In heaven Ixion goes hunting with Mercury and at dinner meets various gods and goddesses including Apollo (a poet), his sister Diana and the Queen of Heaven, Juno, to whom he takes a fancy. Within three days, however, Ixion is unpopular with the likes of Mercury and Ganymede on account of his generally imperious behaviour. Ixion falls asleep in a field to be woken by Cupid to whom he confides his interest in Juno, who then appears on the scene. Cupid shoots his arrow through both their hearts. The couple are late for dinner, enraging Jupiter. After the meal Mercury and Ganymede tell Jupiter about Ixion's interest in Juno and all the gods head off in search of him. Cupid makes a cloud descend on the pavilion where Ixion is with Juno and in the fog secretly tells Juno to escape. When the cloud lifts, Ixion is alone and Jupiter then banishes him to Hades.

==Analysis==
Ixion in Heaven is a contemporary revision of the myth of Ixion found in the Greek poet Pindar's Pythian Odes and in Apollonius Rhodius including Ixion's murder of his kin, the temptation of Juno, Juno's escape through a fog, and Jove's binding of Ixion to a wheel and casting him out of heaven.

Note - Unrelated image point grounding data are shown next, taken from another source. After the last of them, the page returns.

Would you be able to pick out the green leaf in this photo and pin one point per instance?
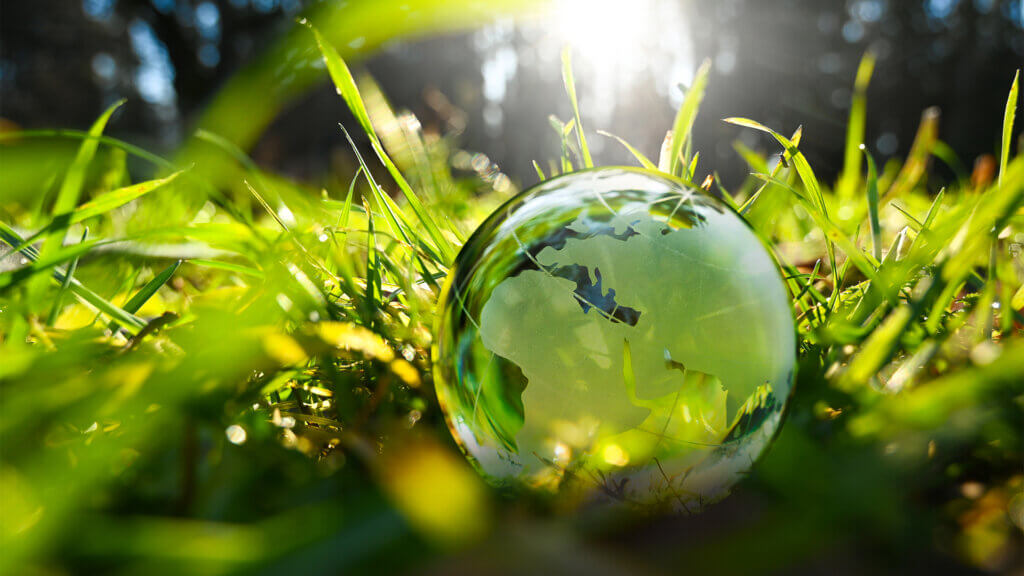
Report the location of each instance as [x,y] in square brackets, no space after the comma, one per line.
[643,160]
[71,188]
[1008,124]
[567,78]
[345,84]
[133,323]
[872,204]
[58,300]
[855,127]
[686,116]
[540,172]
[102,204]
[146,292]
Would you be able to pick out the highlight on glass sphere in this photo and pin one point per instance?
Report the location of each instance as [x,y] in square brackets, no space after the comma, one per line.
[613,335]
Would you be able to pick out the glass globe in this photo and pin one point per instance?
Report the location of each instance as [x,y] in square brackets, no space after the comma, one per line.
[614,335]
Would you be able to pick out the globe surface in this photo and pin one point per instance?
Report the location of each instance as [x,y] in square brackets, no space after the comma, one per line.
[613,335]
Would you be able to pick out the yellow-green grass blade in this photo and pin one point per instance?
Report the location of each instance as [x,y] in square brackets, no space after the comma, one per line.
[1008,124]
[58,300]
[569,81]
[855,127]
[685,117]
[100,205]
[872,204]
[71,188]
[643,160]
[345,84]
[131,322]
[145,292]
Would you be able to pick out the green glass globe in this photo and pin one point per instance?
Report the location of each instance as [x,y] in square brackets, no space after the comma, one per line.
[614,335]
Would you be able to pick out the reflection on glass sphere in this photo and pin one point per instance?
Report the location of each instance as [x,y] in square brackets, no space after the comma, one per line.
[613,335]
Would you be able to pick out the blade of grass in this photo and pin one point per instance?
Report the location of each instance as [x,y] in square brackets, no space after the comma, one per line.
[643,160]
[12,239]
[814,190]
[347,209]
[872,204]
[797,135]
[102,204]
[855,127]
[1008,124]
[71,188]
[345,84]
[569,81]
[146,292]
[58,300]
[916,162]
[540,172]
[685,117]
[832,232]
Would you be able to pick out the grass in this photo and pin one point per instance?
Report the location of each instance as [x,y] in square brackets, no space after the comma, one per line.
[303,316]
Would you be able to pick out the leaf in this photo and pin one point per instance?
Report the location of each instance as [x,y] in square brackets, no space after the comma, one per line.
[146,292]
[345,84]
[643,160]
[102,204]
[588,162]
[98,302]
[686,116]
[71,188]
[855,128]
[1008,124]
[58,300]
[872,204]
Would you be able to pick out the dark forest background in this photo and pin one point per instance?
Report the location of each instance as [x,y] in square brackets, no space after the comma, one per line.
[62,62]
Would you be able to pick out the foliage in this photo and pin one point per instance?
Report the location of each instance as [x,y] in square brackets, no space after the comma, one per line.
[244,383]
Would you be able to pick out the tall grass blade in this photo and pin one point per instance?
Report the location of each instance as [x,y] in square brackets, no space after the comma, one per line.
[58,300]
[855,127]
[872,204]
[134,324]
[145,292]
[685,117]
[643,160]
[1008,124]
[345,84]
[569,81]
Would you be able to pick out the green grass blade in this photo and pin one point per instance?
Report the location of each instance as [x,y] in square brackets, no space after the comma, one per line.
[347,209]
[58,300]
[345,84]
[228,266]
[643,160]
[855,127]
[569,81]
[685,117]
[12,239]
[540,172]
[102,204]
[146,292]
[813,189]
[1008,124]
[832,232]
[872,204]
[71,188]
[151,288]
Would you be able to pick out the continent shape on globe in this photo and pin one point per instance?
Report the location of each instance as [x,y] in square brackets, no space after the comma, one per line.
[639,295]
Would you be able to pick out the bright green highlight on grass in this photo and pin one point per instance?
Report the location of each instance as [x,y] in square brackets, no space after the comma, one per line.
[612,334]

When the novel was republished in 1853, Disraeli wrote that Jupiter represented George IV and Apollo Lord Byron. It has also been suggested that the novel depicts how Disraeli himself would have behaved in heaven.

==Reception==

Disraeli’s father Isaac, also a novelist, considered Ixion in Heaven and its follow-up The Infernal Marriage which was published the following year as his son’s most original contribution to literature.

The novel was republished in 1926 as part of the Bradenham edition of all Disraeli’s novels, Philip Guedalia’s introduction describing it as “a blend of gaiety and Lemprière….its scheme, perhaps, and something of its tone were owed to Lucian.” Another review of the novel and two other early Disraeli works (Popanilla and The Infernal Marriage) which appeared at this time in The Spectator refers to Disraeli, “ invoking the satiric and the comic muse with a sure hand.”